Vollautomatische Produktentwicklung – ad hoc und datenbasiert
Welche konkreten Veränderungen der Prozesse und Arbeitswelten hinter solchen abstrakten Zahlen stecken, wurde nun im Rahmen der Studie „Assekuranz 4.0 – Versicherungen im digitalen Dreieck“ herausgearbeitet. Noch bilden einfachere, sich wiederholende Tätigkeiten den Schwerpunkt der Rationalisierung. Aber schon heute zeigen erste Chat-Bots, dass auch vermeintlich komplexe Aufgaben wie die Beratung von Computersystemen übernommen werden können. Noch informieren die Bots vor allem über einfache Produkte wie Kfz- oder Reiseversicherungen. Langfristig jedoch werden Robo-Advisor und virtuelle Assistenten zu einem relevanten Absatzkanal auch für komplizierte Produkte wie Lebens- oder Krankenversicherungen.
Diese erledigen dann, was früher eine wesentliche Aufgabe des Vermittlers war: Kontaktanlässe erkennen und für die Ansprache nutzen. Sie beobachten permanent Verhalten und Umgebung ihres Nutzers, analysieren und verknüpfen die gesammelten Daten und geben aktiv Empfehlungen, wenn sich die Risikosituation des Nutzers ändert, oder passen die Deckung gleich automatisch an.

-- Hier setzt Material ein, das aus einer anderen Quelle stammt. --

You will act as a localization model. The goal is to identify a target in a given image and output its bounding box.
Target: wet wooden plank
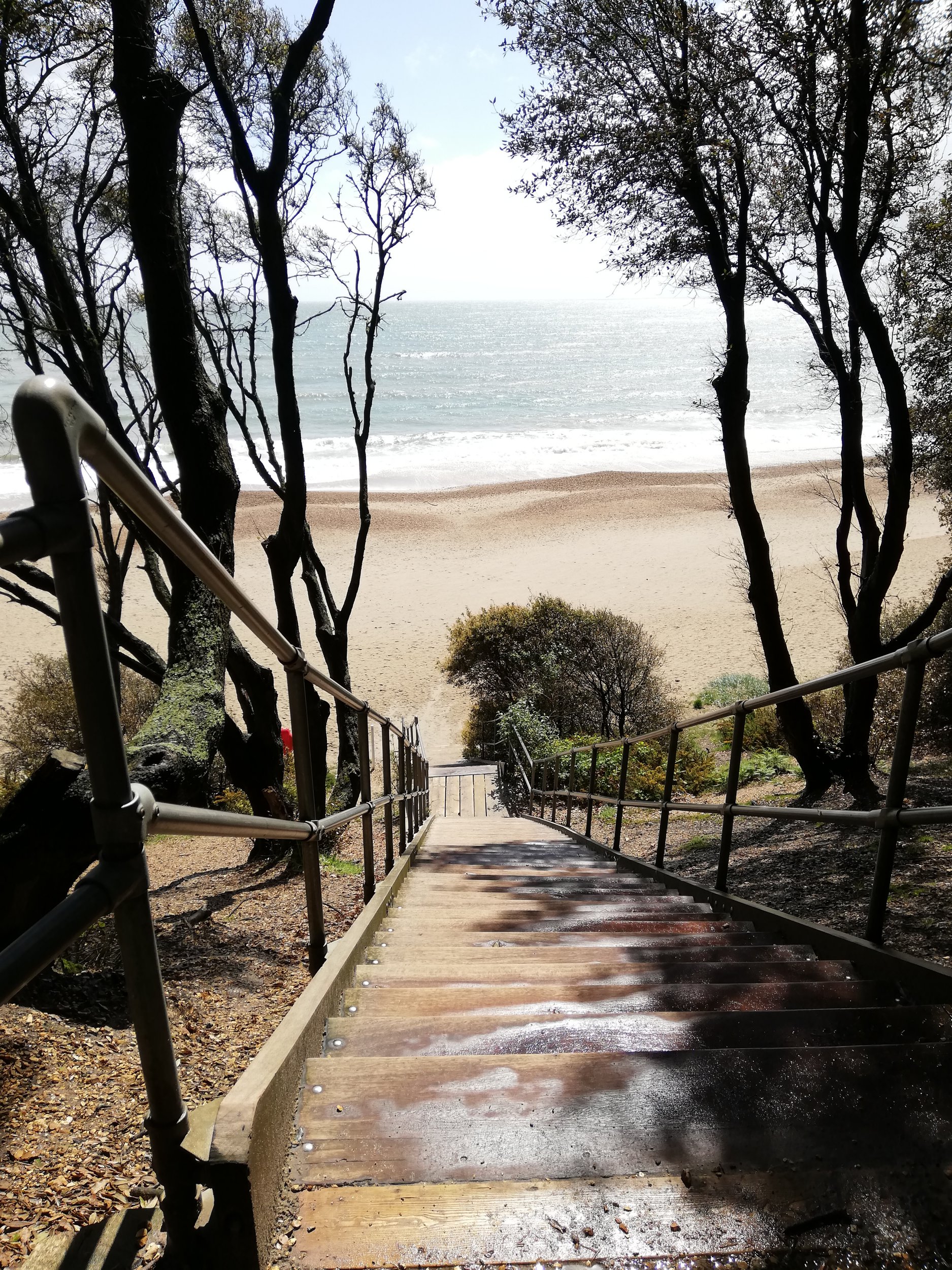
[355,949,857,988]
[368,937,816,969]
[344,980,903,1016]
[296,1044,952,1184]
[393,893,711,922]
[377,917,754,947]
[325,1006,952,1058]
[294,1166,952,1270]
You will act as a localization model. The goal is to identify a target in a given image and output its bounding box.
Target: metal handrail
[508,629,952,944]
[0,376,429,1257]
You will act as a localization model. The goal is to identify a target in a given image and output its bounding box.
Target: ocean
[0,295,885,507]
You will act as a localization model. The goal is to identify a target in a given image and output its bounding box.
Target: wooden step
[294,1162,952,1270]
[400,870,678,897]
[324,1006,952,1058]
[355,949,857,988]
[377,917,754,947]
[391,892,711,922]
[367,922,777,962]
[293,1046,952,1184]
[368,936,816,970]
[344,979,905,1018]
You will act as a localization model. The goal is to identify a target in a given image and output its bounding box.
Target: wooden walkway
[431,764,503,818]
[292,817,952,1267]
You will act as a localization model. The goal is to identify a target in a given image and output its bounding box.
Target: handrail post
[286,653,327,974]
[585,746,598,838]
[715,701,748,891]
[357,706,377,904]
[13,390,198,1261]
[398,729,406,856]
[408,734,416,842]
[866,657,926,944]
[655,728,679,869]
[380,719,393,873]
[613,741,631,851]
[565,751,575,830]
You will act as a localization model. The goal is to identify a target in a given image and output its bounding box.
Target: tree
[482,0,832,798]
[0,3,283,814]
[185,0,433,803]
[743,0,952,802]
[442,596,674,737]
[896,176,952,518]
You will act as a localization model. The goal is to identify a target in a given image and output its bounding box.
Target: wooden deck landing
[292,817,952,1270]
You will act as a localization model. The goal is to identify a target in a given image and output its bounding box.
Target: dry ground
[579,754,952,964]
[0,822,383,1267]
[0,756,952,1267]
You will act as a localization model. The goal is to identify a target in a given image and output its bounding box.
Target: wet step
[367,922,777,962]
[355,955,858,990]
[325,1006,952,1058]
[294,1160,952,1270]
[292,1046,952,1184]
[368,940,816,973]
[378,913,753,947]
[391,892,711,922]
[344,979,905,1018]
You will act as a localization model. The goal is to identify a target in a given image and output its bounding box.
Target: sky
[284,0,658,301]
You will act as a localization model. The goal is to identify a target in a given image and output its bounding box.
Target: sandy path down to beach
[0,465,948,761]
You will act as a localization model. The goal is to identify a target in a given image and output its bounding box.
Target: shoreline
[0,462,949,762]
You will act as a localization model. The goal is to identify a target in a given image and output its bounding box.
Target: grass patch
[321,856,363,878]
[678,833,721,851]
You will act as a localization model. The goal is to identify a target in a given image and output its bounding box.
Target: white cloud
[391,150,655,300]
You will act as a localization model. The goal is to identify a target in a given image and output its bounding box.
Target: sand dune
[0,465,948,759]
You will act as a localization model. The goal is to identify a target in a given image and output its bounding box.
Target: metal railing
[0,377,429,1257]
[508,629,952,944]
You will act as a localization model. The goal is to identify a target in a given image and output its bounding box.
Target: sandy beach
[0,464,948,761]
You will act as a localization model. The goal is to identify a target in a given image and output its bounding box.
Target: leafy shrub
[715,706,787,749]
[533,733,715,802]
[717,749,800,790]
[462,701,497,758]
[695,675,771,710]
[3,653,159,779]
[499,698,559,758]
[442,596,674,752]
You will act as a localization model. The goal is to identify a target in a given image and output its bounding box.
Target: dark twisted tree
[187,0,432,804]
[739,0,952,803]
[482,0,833,798]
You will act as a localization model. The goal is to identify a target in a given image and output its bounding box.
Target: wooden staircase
[292,817,952,1267]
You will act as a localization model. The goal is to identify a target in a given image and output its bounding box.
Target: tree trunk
[112,0,239,802]
[317,626,360,807]
[712,293,832,799]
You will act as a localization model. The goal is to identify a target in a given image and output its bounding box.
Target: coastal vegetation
[482,0,952,803]
[442,596,675,748]
[0,0,433,898]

Auch weitere qualifizierte Aufgaben, für die bislang viel Expertenwissen notwendig ist, sind bedroht. In der Produktentwicklung beispielsweise ist es denkbar, dass sie irgendwann vollautomatisch erfolgt: Produkte werden dann ohne menschliches Zutun ad hoc generiert, datenbasiert kalkuliert und mit einem Preis versehen. Für die Kalkulation werden nicht mehr nur Pauschalstatistiken genutzt, sondern auch Verhaltens-, Umwelt- oder Schadensdaten, die miteinander in Beziehung gesetzt werden und somit validere Schlussfolgerungen erlauben.
Fokus menschlicher Arbeit verschiebt sich – sagt die Adcubum/VFL-Studie
„In den operativen Bereichen werden die Mitarbeiterzahlen sinken“, prognostiziert Karl-Heinz Naumann, Vorstand der ottonova Krankenversicherung AG, im Rahmen der Studie. „Ein Teil der frei werdenden Ressourcen kann dazu verwendet werden, die Service-Angebote und das Portfolio zu erweitern und sich auf die Kundenschnittstelle zu fokussieren.“ Künftig verschiebt sich der Schwerpunkt der menschlichen Arbeit bei den Versicherern also auf Spezialaufgaben und komplizierte Fälle, für die sich eine Automatisierung (noch) nicht lohnt. „Für die normalen administrativen Aufgaben, etwa Änderungen der persönlichen Daten, brauchen wir keine Mitarbeiter mehr, der Kunde macht alles selber“, sagt Dr. Claudia Lang, Geschäftsführerin beim Assekuradeur Community Life, die ebenfalls für die Studie interviewt wurde.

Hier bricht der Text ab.